• In this guide you learn how to use databases to persist data you preserve

Storing data in a database

When you run a Sugarcube pipeline data gets generated and transformed while the pipeline is running but is lost as soon as the pipeline finishes. A database is required to store data permanently. Sugarcube currently supports two databases, MongoDB and Elasticsearch.

Note
    There is ongoing work to support PostgreSQL and SQLite. They will eventually replace MongoDB as the first choice to persist data.

MongoDB

Setup

MongoDB can be installed on all platforms. You can find installation instructions in the official documentation of MongoDB. Once you installed the MongoDB server you can use the mongo client to connect to the database.

shell
Copied!
mongo

Once connected to the database we will create a new database. We name the database sugarcube-project but you can use any name that makes more sense for you. MongoDB stores data in collections. Sugarcube uses units as the collection name to store its data. We will also create an index on the _sc_id_hash field to ensure better performance.

text
Copied!
use sugarcube-project
db.createCollection("units")
db.units.createIndex({_sc_id_hash: 1})

You can exit the mongo client by pressing CTRL-D.

Storing data

To store any data in MongoDB we can use the mongodb_store plugin. You only have to point the plugin to the right server and database using the --mongodb.uri option. A MongoDB URI starts with mongodb:// to define that it is targeting Mongodb, followed by the host name of the server (if you run MongoDB on your local computer it is localhost) and the name of the database (in this case sugarcube-project).

shell
Copied!
$(npm bin)/sugarcube -p http_import,mongodb_store \
                     -Q http_url:'https://yemeniarchive.org' \
                     --mongodb.uri mongodb://localhost/sugarcube-project

We now stored our first unit of data in MongoDB. You can verify it by connecting to the database using the mongo client.

shell
Copied!
mongo


text
Copied!
use sugarcube-project
db.units.find().pretty()

If you look a little closer to the log output you will see that Sugarcube stored 1 unit.

text
Copied!
2019-11-10T12:01:51.149Z - info: Starting the mongodb_store plugin.
2019-11-10T12:01:51.308Z - info: Matched 0 units as existing.
2019-11-10T12:01:51.339Z - info: Updating 0 units.
2019-11-10T12:01:51.339Z - info: Storing 1 units.
2019-11-10T12:01:51.344Z - info: Finished the mongodb_store plugin.
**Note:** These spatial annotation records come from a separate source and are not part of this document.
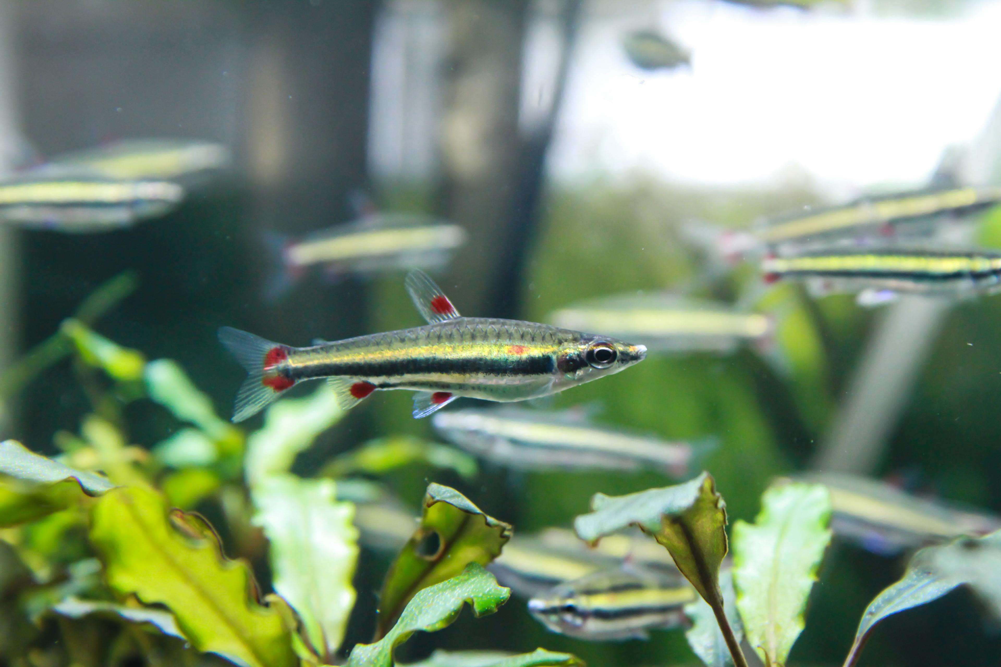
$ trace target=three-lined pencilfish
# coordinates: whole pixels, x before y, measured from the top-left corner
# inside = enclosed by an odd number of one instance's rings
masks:
[[[867,306],[900,294],[969,298],[1001,290],[1001,254],[983,251],[817,250],[766,257],[761,269],[766,282],[805,280],[814,294],[857,293]]]
[[[41,168],[0,179],[0,222],[29,229],[102,232],[164,215],[183,199],[184,188],[167,181]]]
[[[562,308],[549,320],[570,329],[608,331],[653,352],[729,353],[742,343],[768,345],[775,331],[768,315],[670,293],[592,299]]]
[[[618,373],[647,356],[643,345],[546,324],[461,317],[426,274],[406,290],[427,326],[290,347],[222,327],[219,340],[247,370],[233,421],[250,417],[304,380],[326,378],[343,409],[379,389],[416,391],[413,416],[455,398],[524,401]]]
[[[919,498],[874,479],[845,473],[809,473],[796,479],[827,486],[835,535],[876,553],[893,555],[1001,528],[1001,517]]]
[[[684,626],[684,606],[695,599],[680,572],[627,566],[555,586],[529,600],[529,611],[553,632],[579,639],[648,639],[649,630]]]
[[[458,225],[429,216],[371,211],[300,239],[271,234],[268,245],[278,271],[268,282],[267,296],[280,296],[313,267],[328,276],[439,268],[466,236]]]
[[[53,164],[80,167],[121,179],[171,180],[229,165],[229,150],[195,139],[122,139],[52,156]]]
[[[684,477],[693,459],[714,445],[593,424],[577,410],[466,408],[438,413],[432,424],[448,442],[518,470],[655,469]]]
When storing data in a database Sugarcube is smart enough to detect which data is new and which already exists in the database. If you run the same pipeline again it will update the record in the database rather than creating a new one. You can also see that in the log output of the second run. It sored 0 units but updated 1.

text
Copied!
2019-11-10T12:03:22.245Z - info: Starting the mongodb_store plugin.
2019-11-10T12:03:22.321Z - info: Matched 1 units as existing.
2019-11-10T12:03:22.389Z - info: Updating 1 units.
2019-11-10T12:03:22.389Z - info: Storing 0 units.
2019-11-10T12:03:22.393Z - info: Finished the mongodb_store plugin.

This is all you have to do in order to preserve data in a MongoDB database.

Complementing data

Complementing data allows you to merge data in the pipeline with the records in the database if such a record exists. There are two plugins that allow you to sync data between the database and the data in your running pipeline.

The two plugins are quite similar but differ in one important aspect:

  • If you want the data in the database to take precedent use the mongodb_complement plugin. Any field that is different in the pipeline will be overwritten by the value that is stored in the database.
  • If you want the data in the pipeline to take precedent use the mongodb_supplement plugin. Any field that is different in the pipeline will overwrite the value that is stored in the database.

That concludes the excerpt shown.